The Notes and the guarantees thereof (collectively, the “Securities”) were offered and sold in a private offering (the “Offering”) conducted pursuant to Rule 144A and Regulation S under the Securities Act of 1933, as amended (the “Securities Act”). The offer and sale of the Securities have not been registered under the Securities Act or applicable state securities laws, and consequently, the Securities may not be offered or sold in the United States absent registration under the Securities Act or an applicable exemption from the registration requirements of the Securities Act and applicable state laws.

 

The Purchase Agreement contains customary representations and warranties of the parties and indemnification and contribution provisions under which the Obligors, on one hand, and the Initial Purchasers, on the other hand, have agreed to indemnify each other against certain liabilities, including liabilities under the Securities Act.

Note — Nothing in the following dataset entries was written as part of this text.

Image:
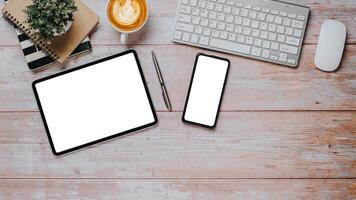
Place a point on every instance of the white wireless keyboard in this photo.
(266, 30)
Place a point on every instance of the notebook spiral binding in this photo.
(40, 42)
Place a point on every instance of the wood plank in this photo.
(251, 85)
(162, 14)
(177, 189)
(244, 145)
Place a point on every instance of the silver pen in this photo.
(161, 81)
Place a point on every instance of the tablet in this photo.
(94, 102)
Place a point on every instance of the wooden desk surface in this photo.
(282, 134)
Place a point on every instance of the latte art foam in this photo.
(127, 15)
(128, 12)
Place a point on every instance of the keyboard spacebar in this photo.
(231, 46)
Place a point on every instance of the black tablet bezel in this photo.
(105, 138)
(190, 87)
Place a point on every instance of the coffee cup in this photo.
(127, 16)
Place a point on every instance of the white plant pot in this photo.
(65, 30)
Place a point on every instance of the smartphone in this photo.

In addition, the Purchase Agreement requires that upon closing of the Offering, the Obligors enter into a registration rights agreement pursuant to which, in certain circumstances, the Obligors would agree to conduct a registered exchange offer of the Securities for similar securities that are free of transfer restrictions under the Securities Act, or otherwise register the resale of the Securities under the Securities Act.

 

Closing of the Offering and delivery of the Securities is expected to take place on July 9, 2014.  The Issuers expect to receive net proceeds from the issuance and sale of the Securities of approximately $393.0 million, after deducting the Initial Purchasers’ discount and estimated expenses associated with the Offering. NGL intends to use the net proceeds of the Offering to repay borrowings under its credit agreement and for general partnership purposes.  The management and board of directors of NGL’s general partner retain broad discretion in deciding how to allocate the net proceeds of the Offering.

 

A copy of the Purchase Agreement is filed as Exhibit 1.1 hereto, and is incorporated herein by reference. The description of the Purchase Agreement in this Form 8-K is a summary and is qualified in its entirety by the terms of the Purchase Agreement.

 

Item 9.01                   Financial Statements and Exhibits.

 

(d) Exhibits.

 

Exhibit
Number

 

Description

 

 

 

1.1

 

Purchase Agreement, dated June 24, 2014, by and among NGL Energy Partners LP, NGL Energy Finance Corp., the guarantors party thereto and RBS Securities Inc., as representative of the initial purchasers named therein.

 

2



 

SIGNATURES

 

Pursuant to the requirements of the Securities Exchange Act of 1934, the Registrant has duly caused this report to be signed on its behalf by the undersigned hereunto duly authorized.

 

 

NGL ENERGY PARTNERS LP

 

 

 

By: NGL Energy Holdings LLC, its general partner

 

 

 

 

Date: June 27, 2014

By:

/s/ H. Michael Krimbill

 

 

H. Michael Krimbill

 

 

Chief Executive Officer

 

3



 

EXHIBIT INDEX

 

Exhibit
Number

 

Description

 

 

 

1.1

 

Purchase Agreement, dated June 24, 2014, by and among NGL Energy Partners LP, NGL Energy Finance Corp., the guarantors party thereto and RBS Securities Inc., as representative of the initial purchasers named therein.